We want a ceiling height of 250 cm.
The sheet material is usually 250 cm.

But if we build the walls so that it becomes 250 cm from the concrete slab to the roof trusses, we will have an indoor ceiling height of about 244 cm, which is not 250 cm.

Am I thinking wrong here?

I have not found any construction example that shows the entire construction with dimensions. Träguiden has many good examples, but it's mostly details.
 
You're thinking correctly, the frame needs to be 2560 in your case. The posts will then be 2470 with 45 sill and top plate.
 
  • Like
Mickeviking
  • Laddar…
One must thank you for a quick reply! :)

But with boards at 250 cm, there isn't much to screw into on the sill and wall plate. But it will have to do.
 
Last edited:
Mickeviking said:
Thanks for the quick response! :)

But with boards at 250 cm, there's not much to screw into on the sill plate and top plate. But it'll have to do.
But shouldn't you have some layer on the inside? Like a 45mm insulation layer or perhaps furring strips?
 
K
You primarily screw into the wall studs..
 
larsbj said:
But don't you want an internal layer? Maybe a 45mm installation layer or cross battens?
No, no installation layer. It will be Masonite beams with 240mm light studs and loose-fill insulation (cellulose).
 
Tomture61
Mickeviking said:
No, no installation layer. It will be Masonite beams light studs at 240mm and loose fill insulation (cellulose).
It is always good (best) to have an installation layer for electricity, Masonite beams - plastic - horizontal studs - panels
 
  • Like
Kallebo
  • Laddar…
No plastic, the moisture should escape from the house, as they built in the past.
Vapor retarder, not a vapor barrier. Cellulose insulation can absorb moisture, unlike stone wool/glass wool.
The electrician should run their wiring in the studs before the panels are put up.
The 70s building techniques are outdated. :)
 
Mickeviking said:
No plastic, the moisture should go out of the house, as they built in the past.
Vapor retarder, not a vapor barrier. Cellulose insulation can absorb moisture, unlike stone wool/glass wool.
The electrician can run his cables in the studs before the panels are put up.
70s construction techniques are out. :)
I currently have two constructions underway with similar construction, but have chosen to install a sparse panel on the inside, partly so that the electrical pipes do not go through the vapor retarder and partly to avoid the pressure from the insulation against the panels, doubtful if they will remain flat in the long run.
 
  • Like
Joak and 1 other
  • Laddar…
larsbj said:
Currently, I have two construction projects similar in design but have chosen to place a slatted panel on the inside, partly so that the electrical conduits do not go through the vapor barrier and partly to prevent pressure from the insulation against the boards, doubtful if they will stay flat in the long run.
According to the insulation guy, it shouldn't be a problem. He has been building this way for 20 years now without complaints.
But there should be a gap between the studs and boards, of course. Having the electrical conduits go through the vapor barrier is not an issue.
 
Mickeviking said:
According to the insulation guy, it shouldn't be a problem. He's been building this way for 20 years now without complaints.
.
Against better judgment one could say, don't trust the person selling the material.

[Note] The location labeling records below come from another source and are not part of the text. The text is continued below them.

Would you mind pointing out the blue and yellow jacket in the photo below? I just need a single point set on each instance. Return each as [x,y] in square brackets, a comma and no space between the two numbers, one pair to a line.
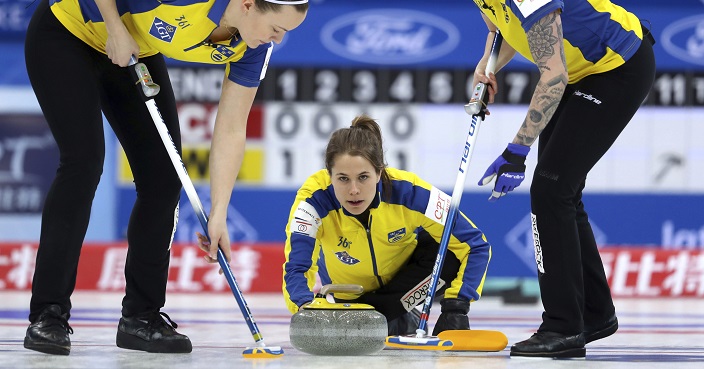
[323,238]
[598,36]
[178,29]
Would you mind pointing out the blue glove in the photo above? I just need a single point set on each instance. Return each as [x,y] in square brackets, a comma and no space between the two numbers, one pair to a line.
[510,168]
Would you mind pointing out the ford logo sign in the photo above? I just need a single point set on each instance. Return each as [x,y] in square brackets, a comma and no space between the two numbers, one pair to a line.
[684,39]
[390,36]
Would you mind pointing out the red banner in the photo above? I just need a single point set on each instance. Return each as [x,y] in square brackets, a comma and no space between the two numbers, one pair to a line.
[257,268]
[651,272]
[632,271]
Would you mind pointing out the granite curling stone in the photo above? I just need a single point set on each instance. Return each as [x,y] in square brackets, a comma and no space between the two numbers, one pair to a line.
[338,329]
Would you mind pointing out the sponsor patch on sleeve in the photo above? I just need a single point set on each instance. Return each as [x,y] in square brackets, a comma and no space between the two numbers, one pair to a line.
[438,205]
[305,220]
[417,294]
[528,7]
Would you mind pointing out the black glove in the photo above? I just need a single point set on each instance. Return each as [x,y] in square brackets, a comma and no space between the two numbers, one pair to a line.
[453,315]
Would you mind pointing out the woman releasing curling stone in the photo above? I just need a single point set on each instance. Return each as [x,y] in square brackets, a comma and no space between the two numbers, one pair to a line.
[361,222]
[76,51]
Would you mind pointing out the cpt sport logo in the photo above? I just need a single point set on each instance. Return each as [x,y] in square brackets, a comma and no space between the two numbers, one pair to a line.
[397,235]
[344,257]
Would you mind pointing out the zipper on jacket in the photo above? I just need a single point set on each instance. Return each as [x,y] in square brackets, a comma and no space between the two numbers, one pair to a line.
[371,251]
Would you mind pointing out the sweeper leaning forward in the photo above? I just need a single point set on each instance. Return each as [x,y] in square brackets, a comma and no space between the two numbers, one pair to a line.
[361,222]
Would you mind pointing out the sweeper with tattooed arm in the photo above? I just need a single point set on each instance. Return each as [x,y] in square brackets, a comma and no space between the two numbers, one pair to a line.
[361,222]
[596,67]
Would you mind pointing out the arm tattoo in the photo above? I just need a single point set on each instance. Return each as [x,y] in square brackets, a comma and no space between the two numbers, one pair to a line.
[545,42]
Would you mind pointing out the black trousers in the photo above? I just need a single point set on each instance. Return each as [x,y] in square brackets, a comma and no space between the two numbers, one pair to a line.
[75,83]
[387,299]
[591,115]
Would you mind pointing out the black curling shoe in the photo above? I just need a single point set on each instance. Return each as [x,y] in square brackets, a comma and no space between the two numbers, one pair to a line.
[150,332]
[596,333]
[551,345]
[49,333]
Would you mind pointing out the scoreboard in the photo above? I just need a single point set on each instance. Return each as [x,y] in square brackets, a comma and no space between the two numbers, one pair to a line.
[406,86]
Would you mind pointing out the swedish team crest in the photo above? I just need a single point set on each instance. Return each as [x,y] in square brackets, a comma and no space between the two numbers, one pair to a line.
[344,257]
[397,235]
[162,30]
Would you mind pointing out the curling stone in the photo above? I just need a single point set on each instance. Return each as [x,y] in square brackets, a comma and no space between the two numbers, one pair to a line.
[338,329]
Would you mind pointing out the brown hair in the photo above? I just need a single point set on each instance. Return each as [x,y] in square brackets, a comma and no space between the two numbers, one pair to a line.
[266,6]
[362,138]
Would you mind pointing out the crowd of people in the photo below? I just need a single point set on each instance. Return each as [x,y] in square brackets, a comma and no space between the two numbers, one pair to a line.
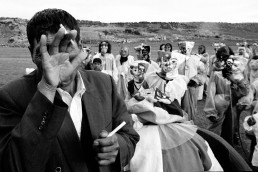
[59,116]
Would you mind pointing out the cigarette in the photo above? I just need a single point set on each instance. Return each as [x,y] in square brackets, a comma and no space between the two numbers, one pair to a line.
[116,129]
[62,26]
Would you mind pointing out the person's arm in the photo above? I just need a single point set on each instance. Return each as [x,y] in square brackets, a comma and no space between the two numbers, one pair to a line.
[122,144]
[26,136]
[127,136]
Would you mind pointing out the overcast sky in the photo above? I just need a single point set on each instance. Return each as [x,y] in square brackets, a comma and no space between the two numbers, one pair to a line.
[232,11]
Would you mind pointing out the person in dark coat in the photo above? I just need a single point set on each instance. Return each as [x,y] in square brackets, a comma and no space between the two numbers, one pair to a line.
[58,118]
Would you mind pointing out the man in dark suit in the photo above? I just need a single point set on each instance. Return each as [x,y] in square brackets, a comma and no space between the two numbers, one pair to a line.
[58,118]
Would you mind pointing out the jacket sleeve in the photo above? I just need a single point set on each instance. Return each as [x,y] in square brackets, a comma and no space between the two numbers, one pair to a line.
[26,134]
[127,136]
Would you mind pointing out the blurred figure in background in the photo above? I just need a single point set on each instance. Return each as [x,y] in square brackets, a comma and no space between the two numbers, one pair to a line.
[108,59]
[123,62]
[168,47]
[164,53]
[203,55]
[193,68]
[162,47]
[143,53]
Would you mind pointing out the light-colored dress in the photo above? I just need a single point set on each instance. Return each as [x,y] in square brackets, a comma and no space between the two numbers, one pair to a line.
[124,75]
[172,144]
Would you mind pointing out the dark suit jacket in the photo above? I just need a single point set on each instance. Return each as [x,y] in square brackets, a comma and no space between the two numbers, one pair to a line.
[37,135]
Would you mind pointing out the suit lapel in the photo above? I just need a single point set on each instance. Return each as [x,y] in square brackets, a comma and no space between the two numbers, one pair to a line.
[94,109]
[70,145]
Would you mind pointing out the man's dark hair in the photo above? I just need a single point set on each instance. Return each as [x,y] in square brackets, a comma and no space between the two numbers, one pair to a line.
[50,20]
[109,46]
[203,49]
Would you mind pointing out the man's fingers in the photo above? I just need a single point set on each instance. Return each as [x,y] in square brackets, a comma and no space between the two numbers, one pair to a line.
[43,47]
[106,158]
[76,61]
[54,46]
[65,42]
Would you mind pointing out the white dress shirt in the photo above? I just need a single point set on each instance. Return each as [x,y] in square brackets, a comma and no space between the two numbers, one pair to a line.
[74,103]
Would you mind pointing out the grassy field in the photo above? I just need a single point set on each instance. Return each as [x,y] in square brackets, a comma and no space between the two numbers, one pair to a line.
[13,62]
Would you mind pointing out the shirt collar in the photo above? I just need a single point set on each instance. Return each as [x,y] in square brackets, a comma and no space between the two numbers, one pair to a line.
[80,86]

Furthermore, you lose in airtightness by having electrical conduits through the vapor barrier.
 
Mickeviking said:
But there should of course be gaps between the studs and the panels. The fact that the electrical conduits go through the vapor barrier is not a problem.
And with the gaps, it's not an issue that the panels don't extend between the sill and the top plate.
 
  • Like
Mickeviking
  • Laddar…
larsbj said:
And with the glesen there, it's not a problem that the boards don't reach between the sill and the wall plate.
Yes, exactly, you're right about that. :)

I'll have to think about the airtightness. But the guy who "sells" the material builds himself this way, and I got in touch with him on the recommendation of several people who have hired him.
 
K
If you are going to have sparse paneling between boards and vapor brake, you must run the electricity along these, and then you have an installation layer, albeit much narrower than usual. ..
 
Kallebo said:
If you are going to have sparse paneling between boards and vapor barrier, you must run the electricity along these, and then you have an installation layer, albeit much narrower than usual. ..
Must and must... :) Yes, it becomes narrower, but actually fully sufficient.
 
Vi vill skicka notiser för ämnen du bevakar och händelser som berör dig.